I have found from personal experience that doctors tell you what to expect on your treatment journey but its really the cancer survivors who will show you how to cope. So here is some tips that I hope you might find helpful:

  • Take a family member or a friend to every medical appointment to help take notes for you as the appointments can be very emotionally overwhelming and you might need help remembering or processing the information.
  • If you are going to research your cancer diagnoses, check trusted websites like Cancer Research UK, Breast Cancer now or MacMillan Cancer Support and their forums.
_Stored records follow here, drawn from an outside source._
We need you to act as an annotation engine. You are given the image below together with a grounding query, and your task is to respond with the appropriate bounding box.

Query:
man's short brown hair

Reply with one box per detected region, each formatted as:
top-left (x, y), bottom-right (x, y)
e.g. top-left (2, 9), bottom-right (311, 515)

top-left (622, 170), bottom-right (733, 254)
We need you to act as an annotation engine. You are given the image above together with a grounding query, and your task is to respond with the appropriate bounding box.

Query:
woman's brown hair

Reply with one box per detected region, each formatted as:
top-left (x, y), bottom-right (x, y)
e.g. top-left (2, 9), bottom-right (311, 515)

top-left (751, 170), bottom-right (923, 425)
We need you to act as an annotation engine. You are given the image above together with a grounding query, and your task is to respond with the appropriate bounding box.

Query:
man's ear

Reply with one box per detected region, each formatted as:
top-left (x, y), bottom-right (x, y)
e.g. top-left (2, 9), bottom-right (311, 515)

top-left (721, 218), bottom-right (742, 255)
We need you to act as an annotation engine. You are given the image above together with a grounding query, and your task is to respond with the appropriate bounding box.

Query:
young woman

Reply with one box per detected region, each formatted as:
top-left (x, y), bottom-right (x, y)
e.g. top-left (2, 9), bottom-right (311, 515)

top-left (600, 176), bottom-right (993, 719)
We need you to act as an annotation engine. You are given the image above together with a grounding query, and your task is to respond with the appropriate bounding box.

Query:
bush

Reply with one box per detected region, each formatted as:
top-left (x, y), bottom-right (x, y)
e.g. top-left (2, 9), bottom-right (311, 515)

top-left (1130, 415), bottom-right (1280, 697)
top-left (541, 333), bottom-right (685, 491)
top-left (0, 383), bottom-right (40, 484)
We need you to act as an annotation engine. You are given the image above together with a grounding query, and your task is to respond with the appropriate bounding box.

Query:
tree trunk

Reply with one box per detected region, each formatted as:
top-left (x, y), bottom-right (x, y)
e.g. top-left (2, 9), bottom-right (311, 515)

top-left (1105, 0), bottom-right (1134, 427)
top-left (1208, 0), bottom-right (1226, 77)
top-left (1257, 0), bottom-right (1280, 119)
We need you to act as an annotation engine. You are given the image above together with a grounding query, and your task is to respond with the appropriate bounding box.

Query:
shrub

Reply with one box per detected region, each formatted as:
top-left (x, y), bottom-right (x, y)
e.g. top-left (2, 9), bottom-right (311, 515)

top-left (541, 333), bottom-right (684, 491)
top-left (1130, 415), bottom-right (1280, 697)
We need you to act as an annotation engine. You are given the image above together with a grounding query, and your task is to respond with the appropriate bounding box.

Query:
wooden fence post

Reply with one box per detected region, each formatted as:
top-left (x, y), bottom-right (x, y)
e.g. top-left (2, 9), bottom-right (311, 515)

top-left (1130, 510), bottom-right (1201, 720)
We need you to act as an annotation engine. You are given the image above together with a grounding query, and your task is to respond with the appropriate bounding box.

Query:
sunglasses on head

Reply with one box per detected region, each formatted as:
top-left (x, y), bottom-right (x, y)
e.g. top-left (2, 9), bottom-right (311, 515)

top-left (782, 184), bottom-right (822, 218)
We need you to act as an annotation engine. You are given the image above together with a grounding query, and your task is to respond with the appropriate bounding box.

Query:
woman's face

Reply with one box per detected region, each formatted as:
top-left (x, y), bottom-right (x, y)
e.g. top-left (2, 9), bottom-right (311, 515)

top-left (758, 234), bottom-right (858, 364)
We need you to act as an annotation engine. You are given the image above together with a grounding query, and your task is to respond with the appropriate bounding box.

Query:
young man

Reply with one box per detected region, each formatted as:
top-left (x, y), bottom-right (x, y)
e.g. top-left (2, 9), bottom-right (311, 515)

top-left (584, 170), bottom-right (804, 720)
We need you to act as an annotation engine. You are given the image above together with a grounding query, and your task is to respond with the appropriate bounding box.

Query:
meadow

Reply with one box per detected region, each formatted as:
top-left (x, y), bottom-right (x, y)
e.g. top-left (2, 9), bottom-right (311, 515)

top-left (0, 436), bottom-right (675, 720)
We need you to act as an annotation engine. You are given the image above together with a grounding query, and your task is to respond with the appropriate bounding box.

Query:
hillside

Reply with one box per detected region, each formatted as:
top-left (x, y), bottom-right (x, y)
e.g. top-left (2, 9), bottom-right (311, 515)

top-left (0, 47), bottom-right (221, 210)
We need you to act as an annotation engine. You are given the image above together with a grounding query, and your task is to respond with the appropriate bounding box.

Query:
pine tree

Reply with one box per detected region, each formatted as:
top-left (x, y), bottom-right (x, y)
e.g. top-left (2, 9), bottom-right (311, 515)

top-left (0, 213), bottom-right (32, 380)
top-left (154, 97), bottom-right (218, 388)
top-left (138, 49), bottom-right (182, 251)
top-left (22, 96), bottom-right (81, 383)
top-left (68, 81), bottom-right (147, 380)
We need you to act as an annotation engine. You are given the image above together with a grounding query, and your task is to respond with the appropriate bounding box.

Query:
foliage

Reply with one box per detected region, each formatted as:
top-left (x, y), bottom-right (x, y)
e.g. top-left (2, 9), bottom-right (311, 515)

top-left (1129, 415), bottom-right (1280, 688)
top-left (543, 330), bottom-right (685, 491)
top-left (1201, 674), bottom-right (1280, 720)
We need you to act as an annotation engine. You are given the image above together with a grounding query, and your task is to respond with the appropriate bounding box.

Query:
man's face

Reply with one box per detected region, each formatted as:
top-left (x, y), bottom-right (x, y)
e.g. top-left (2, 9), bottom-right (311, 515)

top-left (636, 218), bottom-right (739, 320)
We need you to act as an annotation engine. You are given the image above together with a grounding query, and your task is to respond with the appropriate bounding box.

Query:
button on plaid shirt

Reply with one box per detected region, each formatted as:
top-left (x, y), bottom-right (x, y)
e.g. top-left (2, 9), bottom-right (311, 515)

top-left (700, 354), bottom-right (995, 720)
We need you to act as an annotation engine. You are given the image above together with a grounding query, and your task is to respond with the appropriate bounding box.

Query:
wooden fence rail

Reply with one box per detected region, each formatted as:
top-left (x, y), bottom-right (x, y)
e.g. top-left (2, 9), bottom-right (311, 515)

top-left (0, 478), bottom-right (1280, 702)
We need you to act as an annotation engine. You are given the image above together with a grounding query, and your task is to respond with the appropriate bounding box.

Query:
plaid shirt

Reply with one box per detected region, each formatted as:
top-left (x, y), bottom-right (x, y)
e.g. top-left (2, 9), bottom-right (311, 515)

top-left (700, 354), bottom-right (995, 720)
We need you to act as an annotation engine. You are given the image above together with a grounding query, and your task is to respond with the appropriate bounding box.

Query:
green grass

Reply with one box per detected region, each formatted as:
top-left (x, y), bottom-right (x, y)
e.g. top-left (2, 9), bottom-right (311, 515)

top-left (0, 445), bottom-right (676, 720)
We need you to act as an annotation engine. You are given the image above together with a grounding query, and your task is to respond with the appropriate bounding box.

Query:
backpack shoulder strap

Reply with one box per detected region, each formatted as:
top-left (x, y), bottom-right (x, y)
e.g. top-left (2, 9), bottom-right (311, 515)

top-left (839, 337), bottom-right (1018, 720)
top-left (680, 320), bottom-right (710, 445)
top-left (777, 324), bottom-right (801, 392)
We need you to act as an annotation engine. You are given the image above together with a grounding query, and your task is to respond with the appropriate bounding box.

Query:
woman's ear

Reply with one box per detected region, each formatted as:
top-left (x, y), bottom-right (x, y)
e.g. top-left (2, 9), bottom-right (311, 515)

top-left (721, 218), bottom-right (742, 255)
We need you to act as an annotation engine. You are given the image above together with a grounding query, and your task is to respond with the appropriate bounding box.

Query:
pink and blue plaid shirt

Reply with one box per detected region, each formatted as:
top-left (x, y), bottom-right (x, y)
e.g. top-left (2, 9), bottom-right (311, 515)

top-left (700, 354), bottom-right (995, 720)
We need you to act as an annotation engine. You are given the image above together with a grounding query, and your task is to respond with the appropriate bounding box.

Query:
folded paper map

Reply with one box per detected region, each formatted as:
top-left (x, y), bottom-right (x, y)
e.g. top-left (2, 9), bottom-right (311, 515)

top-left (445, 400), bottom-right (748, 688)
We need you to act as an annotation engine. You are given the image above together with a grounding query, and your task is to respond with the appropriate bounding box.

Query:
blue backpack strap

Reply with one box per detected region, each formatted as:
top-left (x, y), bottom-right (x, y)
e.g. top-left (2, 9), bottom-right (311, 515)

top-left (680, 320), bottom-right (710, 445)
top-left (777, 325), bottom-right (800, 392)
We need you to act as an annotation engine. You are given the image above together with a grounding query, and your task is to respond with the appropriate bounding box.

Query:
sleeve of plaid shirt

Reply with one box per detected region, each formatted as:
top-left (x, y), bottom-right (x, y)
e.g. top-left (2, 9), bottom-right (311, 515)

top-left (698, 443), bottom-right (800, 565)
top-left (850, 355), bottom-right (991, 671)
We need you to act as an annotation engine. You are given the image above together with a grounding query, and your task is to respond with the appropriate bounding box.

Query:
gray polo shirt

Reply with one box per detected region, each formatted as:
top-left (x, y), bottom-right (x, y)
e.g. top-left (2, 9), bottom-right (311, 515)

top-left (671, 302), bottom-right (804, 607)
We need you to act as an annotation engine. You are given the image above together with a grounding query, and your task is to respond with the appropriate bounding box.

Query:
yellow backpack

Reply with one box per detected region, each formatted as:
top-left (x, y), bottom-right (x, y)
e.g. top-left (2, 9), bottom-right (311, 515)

And remember not everything you’ll read will be tailored to your specific cancer.
  • If you are struggling with the wait or the diagnosis, talk to your GP or rely on the cancer charities for the psychological support like Shine Cancer Support or Maggie's.
  • I was expecting pain post my surgery but luckily it wasn't too bad for me, I got very tired instead and I slept a lot when I first was discharged from the hospital.
  • Your post surgical heart shaped pillow will be your best friend and you take it with you everywhere in the first couple of weeks.
  • If you are about to have your lymph nodes removed like in my case, you are going to need to do your physio exercises and stretch your arm daily for months and months to avoid having Lymphedema - swelling of the arm.
  • Loose fitting button down nightshirts or nighties and zip up clothes with easy access to your wounds and drains (if you have any) to inspect is all you need on your first month.
  • If you had your lymph nodes removed, it would be best to wear button up sleeveless shirts when you are out and about.
  • A front-fastening post surgery bra is essential, I took my bra with me into surgery so it could be put on while I was asleep. Front-fastening bras are great for post-surgery recovery because nurses can undo them without having to move you.
  • You are going to have to sleep on your back with your upper body elevated for at least one month afterwards.
  • You are going to need to wear your surgical bra at all times, even to go to sleep, for a few weeks to a month.
  • Once your surgical bandages get removed, start using a good anti scarring cream.
  • Once your scars have sufficiently healed start massaging them to avoid scar tissues for about 6 months after surgery (please note you should not massage your scar if you still have stitches or if the scar has a scab on it).
  • Be kind to yourself and accept offers of help from your family and friends.
    To boost your energy and compact fatigue on the go, choose a non processed energy bars to have on your walks when you get tired.
  • Do something to take your mind off the cancer, a good book, watching old movies or box sets that are familiar and comforting, I picked up colour in number and cross stretching as I found them very relaxing and meditative.
  • Play the cancer card, you might as well. Don’t feel guilty about it, you can play it whenever you want and as often as you want.

Please note every body is different so our experience might not be the same, always check with your oncology and chemo team for best advice in your case.